Dive Brief:
- Texas regulators want to expand an 80 MW distributed energy resource pilot launched last year, concluding that virtual power plants are helping improve grid reliability and more customer batteries should be harnessed across the Electric Reliability Council of Texas market.
- The aggregated distributed energy resource pilot, or ADER, was approved by the Public Utility Commission of Texas in November 2023 and has been “a significant success for Texas,” Commissioner Will McAdams said at the commission’s open meeting on Thursday.

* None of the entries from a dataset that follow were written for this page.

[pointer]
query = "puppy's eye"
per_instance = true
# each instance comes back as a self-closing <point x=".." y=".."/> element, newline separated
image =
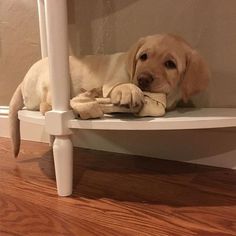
<point x="143" y="57"/>
<point x="170" y="64"/>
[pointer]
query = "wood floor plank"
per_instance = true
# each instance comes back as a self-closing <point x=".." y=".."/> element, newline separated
<point x="114" y="194"/>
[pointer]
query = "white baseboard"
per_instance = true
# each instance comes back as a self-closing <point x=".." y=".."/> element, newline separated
<point x="214" y="147"/>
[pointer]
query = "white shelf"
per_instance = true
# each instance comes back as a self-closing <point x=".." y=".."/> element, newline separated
<point x="203" y="118"/>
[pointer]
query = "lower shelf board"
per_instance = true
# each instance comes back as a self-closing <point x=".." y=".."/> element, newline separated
<point x="182" y="118"/>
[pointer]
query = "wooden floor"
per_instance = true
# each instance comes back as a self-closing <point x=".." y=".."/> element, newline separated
<point x="114" y="194"/>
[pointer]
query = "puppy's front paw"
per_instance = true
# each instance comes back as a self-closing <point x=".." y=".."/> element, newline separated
<point x="127" y="95"/>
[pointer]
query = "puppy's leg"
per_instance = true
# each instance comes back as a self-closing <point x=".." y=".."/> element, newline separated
<point x="45" y="104"/>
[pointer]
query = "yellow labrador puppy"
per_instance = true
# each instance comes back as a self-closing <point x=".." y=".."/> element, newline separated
<point x="158" y="63"/>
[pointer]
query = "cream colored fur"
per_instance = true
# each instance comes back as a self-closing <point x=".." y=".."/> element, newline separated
<point x="116" y="76"/>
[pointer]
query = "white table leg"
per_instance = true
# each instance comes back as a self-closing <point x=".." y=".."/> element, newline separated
<point x="56" y="120"/>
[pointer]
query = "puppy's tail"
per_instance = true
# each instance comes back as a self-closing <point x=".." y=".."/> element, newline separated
<point x="16" y="104"/>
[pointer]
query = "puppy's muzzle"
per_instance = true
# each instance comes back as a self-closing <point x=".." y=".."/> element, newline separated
<point x="145" y="80"/>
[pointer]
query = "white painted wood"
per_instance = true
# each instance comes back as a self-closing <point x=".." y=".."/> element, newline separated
<point x="202" y="118"/>
<point x="42" y="28"/>
<point x="63" y="159"/>
<point x="58" y="58"/>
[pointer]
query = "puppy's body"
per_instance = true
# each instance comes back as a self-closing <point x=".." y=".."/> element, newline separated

- Other proposed changes to the ADER program include updates to its telemetry validation methodology and clarifications to procedures for checking whether resources are already enrolled in other ERCOT programs. McAdams also said he would like to see greater participation in the program from electric cooperatives and municipally-owned utilities.
Dive Insight:
McAdams, who helped spearhead the ADER pilot, announced his retirement from the commission at the Thursday meeting. He was the first commissioner appointed to the reconstituted PUCT after its members resigned in 2021 following Winter Storm Uri.

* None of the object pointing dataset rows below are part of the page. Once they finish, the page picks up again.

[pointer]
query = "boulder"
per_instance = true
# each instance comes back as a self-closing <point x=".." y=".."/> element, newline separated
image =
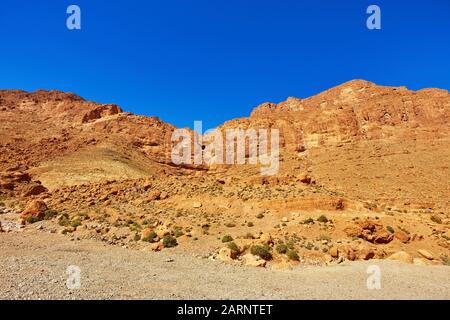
<point x="226" y="254"/>
<point x="155" y="195"/>
<point x="402" y="236"/>
<point x="35" y="208"/>
<point x="334" y="252"/>
<point x="162" y="231"/>
<point x="426" y="254"/>
<point x="253" y="261"/>
<point x="197" y="205"/>
<point x="265" y="238"/>
<point x="34" y="190"/>
<point x="401" y="256"/>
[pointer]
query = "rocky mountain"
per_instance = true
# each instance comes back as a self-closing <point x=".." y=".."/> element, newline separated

The February storm resulted in widespread blackouts and almost 250 deaths, and ultimately spawned efforts to redesign Texas’ energy markets and strengthen the electric grid, including the integration of distributed energy resources.
McAdams said he is leaving the agency after assessing his “work-life balance” but also feels this is “a time for new blood to come in and continue the momentum that we have and started here.” That will include the ADER pilot and development of more virtual power plants in Texas, which will be overseen by Commissioner Jimmy Glotfelty.

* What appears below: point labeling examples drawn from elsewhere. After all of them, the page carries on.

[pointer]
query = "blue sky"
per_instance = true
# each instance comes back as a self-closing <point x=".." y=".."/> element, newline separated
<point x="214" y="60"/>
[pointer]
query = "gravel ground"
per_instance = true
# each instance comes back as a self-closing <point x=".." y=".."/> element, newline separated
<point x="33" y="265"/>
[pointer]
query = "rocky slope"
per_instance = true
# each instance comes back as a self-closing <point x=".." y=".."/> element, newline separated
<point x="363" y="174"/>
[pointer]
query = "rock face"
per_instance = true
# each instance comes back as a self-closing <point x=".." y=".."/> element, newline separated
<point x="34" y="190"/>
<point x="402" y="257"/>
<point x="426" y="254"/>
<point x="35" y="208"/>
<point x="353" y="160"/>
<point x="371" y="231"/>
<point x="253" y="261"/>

“We have not yet achieved the potential of what these things can do,” Glotfelty said. Expanding the program is “critical if we want to grow these into major reliability tools. ...the retail providers and the others that are creating [virtual power plants] need critical mass ... otherwise they're spending marketing dollars on just a few customers.”
The ADER project was launched after Tesla expressed interest in aggregating Powerwall batteries in Texas homes. The expanded program would allow aggregated resources to participate in ERCOT’s contingency
reserve service, or ECRS, according to a joint memo filed by Glotfelty and McAdams. ERCOT launched ECRS in June to support grid reliability and address real-time operational issues.
The ADER program should also consider how to engage more “non-opt-in-entities,” or NOIEs, which are load serving entities that do not participate in the competitive retail market, typically including electric co-operatives or municipally owned utilities.
“Unlocking the business case for NOIEs will be a great benefit to the state,” McAdams said. “It will serve those rural areas and underserved areas.”